Scan line polygon filling algorithm with example

What is the Scan line algorithm for polygon filling

In computer graphics, a scan line algorithm is a process of filling regions of a polygon that are geometrically defined by the coordinates of vertices of this polygon graph. This algorithm is specially used for the region filling just like the boundary-fill and flood-fill algorithms. The specialty of this algorithm is that it scans lines at a time rather than scans a pixel. This property makes it faster than others.

Scan line polygon fill algorithm

step 1: Locate all intersection points of the scan line with polygon edges in the given graph.

step 2: Pair the intersection points in a series. ex. : {(7,20), (8,20}

step 3: Move up or down the scan line concerning the x-axis or y-axis and put pairs in the series. ex. : {(7,19), (8,20}, {(5,20), (4,20}, {(3,22), (2,24}

step 4: All pairs of rows in the series need to be sorted according to y_min or y_max (choose anyone).

step 5: Now, start the area filling from the sorted pairs.

Scan line algorithm polygon fill example

From the algorithm, we know that each scan line finds all intersection points between the current scan line and the edges. For the example of the scan line polygon filling algorithm, A polygonal region following a sequence of vertices V1, V2, V3, ...., V7's are connected with the following edges E1, E2, E3, ....., E7 that are drawn in the below figure. Each vertex V1 to V7 with coordinates (Xi, Yi) has been scan-converted in the integer value. So, all scanning processes in the polygon will be considered as the integer value.
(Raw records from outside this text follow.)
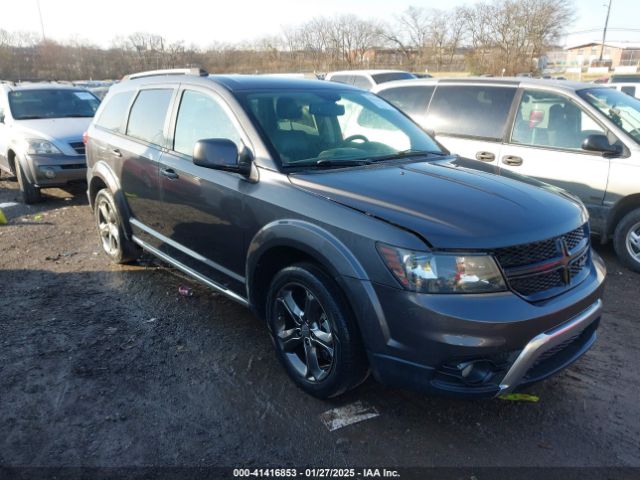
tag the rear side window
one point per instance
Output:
(201, 117)
(148, 114)
(475, 111)
(411, 100)
(114, 112)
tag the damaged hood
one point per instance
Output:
(448, 205)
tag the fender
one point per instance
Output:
(104, 172)
(334, 255)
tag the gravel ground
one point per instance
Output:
(104, 365)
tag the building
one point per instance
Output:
(614, 55)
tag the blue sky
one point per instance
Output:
(204, 22)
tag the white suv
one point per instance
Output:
(41, 127)
(582, 137)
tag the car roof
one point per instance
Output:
(237, 83)
(566, 85)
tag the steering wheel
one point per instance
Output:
(351, 138)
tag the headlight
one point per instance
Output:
(427, 272)
(36, 146)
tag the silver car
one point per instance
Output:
(41, 128)
(582, 137)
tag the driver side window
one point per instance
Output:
(201, 117)
(548, 120)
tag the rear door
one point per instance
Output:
(139, 153)
(545, 143)
(471, 120)
(204, 215)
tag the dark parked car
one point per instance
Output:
(344, 226)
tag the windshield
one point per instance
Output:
(52, 103)
(620, 108)
(391, 76)
(337, 129)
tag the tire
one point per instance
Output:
(111, 231)
(309, 319)
(626, 240)
(30, 193)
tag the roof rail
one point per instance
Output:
(172, 71)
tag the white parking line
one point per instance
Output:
(349, 414)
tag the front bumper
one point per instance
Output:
(425, 342)
(56, 170)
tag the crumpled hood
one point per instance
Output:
(52, 129)
(449, 206)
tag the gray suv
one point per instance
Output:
(362, 244)
(41, 127)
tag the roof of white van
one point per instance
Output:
(365, 72)
(516, 81)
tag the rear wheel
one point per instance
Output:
(314, 332)
(110, 229)
(30, 193)
(626, 240)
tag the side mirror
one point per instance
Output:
(221, 154)
(600, 143)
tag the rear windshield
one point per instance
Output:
(52, 103)
(391, 76)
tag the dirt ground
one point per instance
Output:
(103, 365)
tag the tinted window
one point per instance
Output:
(305, 128)
(411, 100)
(478, 111)
(390, 77)
(200, 117)
(113, 114)
(361, 81)
(550, 120)
(52, 103)
(148, 115)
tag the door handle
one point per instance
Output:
(169, 173)
(485, 156)
(512, 160)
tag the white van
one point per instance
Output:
(582, 137)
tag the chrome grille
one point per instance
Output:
(78, 147)
(546, 268)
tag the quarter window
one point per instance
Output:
(201, 117)
(549, 120)
(476, 111)
(148, 114)
(114, 112)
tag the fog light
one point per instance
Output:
(475, 372)
(48, 172)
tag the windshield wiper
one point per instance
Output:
(327, 162)
(404, 154)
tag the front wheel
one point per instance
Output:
(30, 193)
(314, 332)
(112, 237)
(626, 240)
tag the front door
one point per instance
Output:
(546, 141)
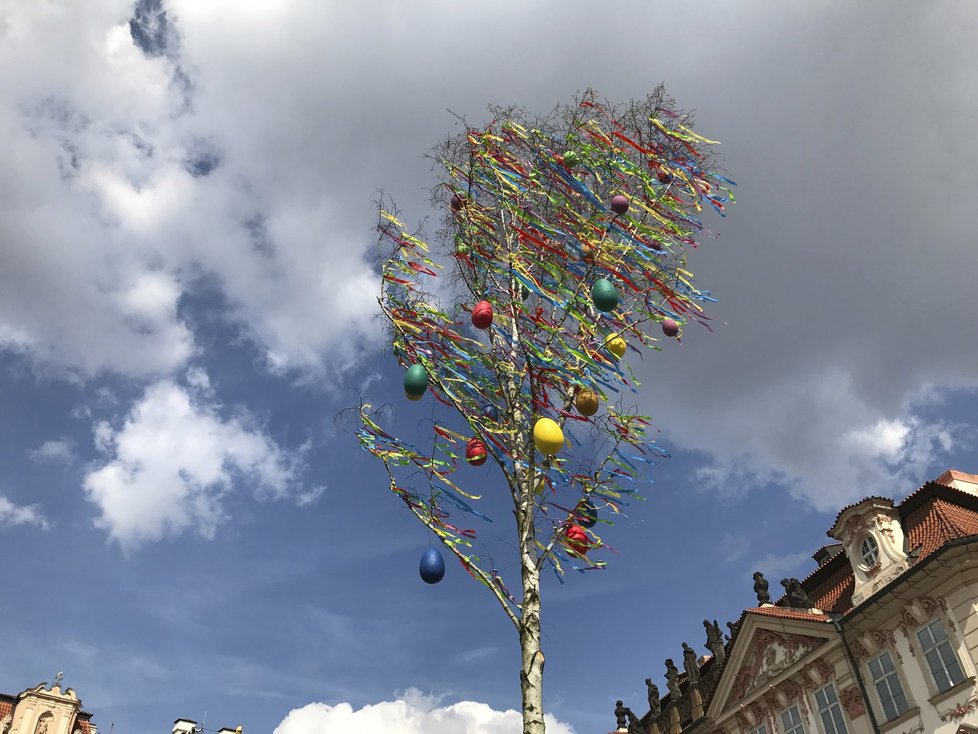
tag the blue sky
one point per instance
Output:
(187, 301)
scan line y intersects edges E1, E7, E6, and E4 at points a, b, c, and d, sequentially.
The intersection points are sorted by coordinates and arranged in pairs such as (a,b) (c,d). In each pair, a line is drawn from the first to the second point.
The rows are sorted according to the y minimum.
Since edges E1 and E7 both originate from the lowest vertex V1 at (x1, y1), they arrive on top of the edge list, with m1 and m7 being their slope value respectively.

Table for edge list

Edge	y_min	y_max	X coordinate of vertex with y = y_min	1/m
E₁	Y₁	Y₂ – 1	X₁	1/m₁
E₇	Y₁	Y₇	X₁	1/m₇
E₄	Y₅	Y₄ – 1	X₅	1/m₄
E₆	Y₆	Y₇	X₆	1/m₆
E₂	Y₂	Y₃	X₂	1/m₂
E₃	Y₄	Y₃	X₄	1/m₃

NoteBook:

The edge list normally is: E1->E7->E6->E4 . But, it was sorted concerning the Y minimum. That is why it is: E1->E7->E4->E6
Y2 and Y4 have increased and decreased options. And, that is why the Y2 and Y4 have minus 1 values.

Scan line polygon fill algorithm example

Problems

The coordinates of the vertices of a polygon are shown in the below figure.

Solve the two statements from the following figure with the help of the scan line polygon fill algorithm.

1. Write the initial edge list in a table for the polygon shown in the figure.

2. Discuss which edges will be active on scan lines when the values of y are 6, 7, 8, and 9.

Solutions:

Solution for statement 1:

The axis x contains the x coordinate from the corresponding edge’s lower endpoint and y contains the corresponding minimum and maximum values of the vertices' lower and upper endpoint. It should be mentioned that, according to the scan line algorithm, the horizontal edges can not be included as they are horizontal and easy to scan. So, all horizontal edges are not included in the below table.

Edge	y_min	y_max	x	1/m
E2	4	7	9	0
E8	4	7	2	0
E4	7	9	8	0
E6	7	9	4	0

You are confused with the value of (1/m). The m represents the slope of each x and y coordinate value. We know that, slope (m) = y/x. So, the inverse slope (1/m) is x/y.

To understand the slope value, we are calculating the inverse slope of edge E2(1/m₂)

1/m₂ = 1/((y₃-y₂)/(x₃-x₂))

= (x₃-x₂) / (y₃-y₂)

= (9-9)/(7-4)

=0/3

Solution for statement 2:

An edge in a polygonal graph becomes active when the scan line values equal the corresponding edge's y_min value. Again, an edge remains active until the scan line value y goes beyond the edge’s y_max value. Therefore, the active edges for y = 6, 7, 8, and 9 status as following the below.

When y = 6, the edges E2 and E8 will active

When y = 7, then y=ymax, E2, and E8 will remain active.

When y = 7, the edges E4 and E6 will be active.

When y=8, the edges E4 and E6 remain active, and E2 and E8 will be removed from the active list.

When y=9, the edges E4 and E6 will remain active.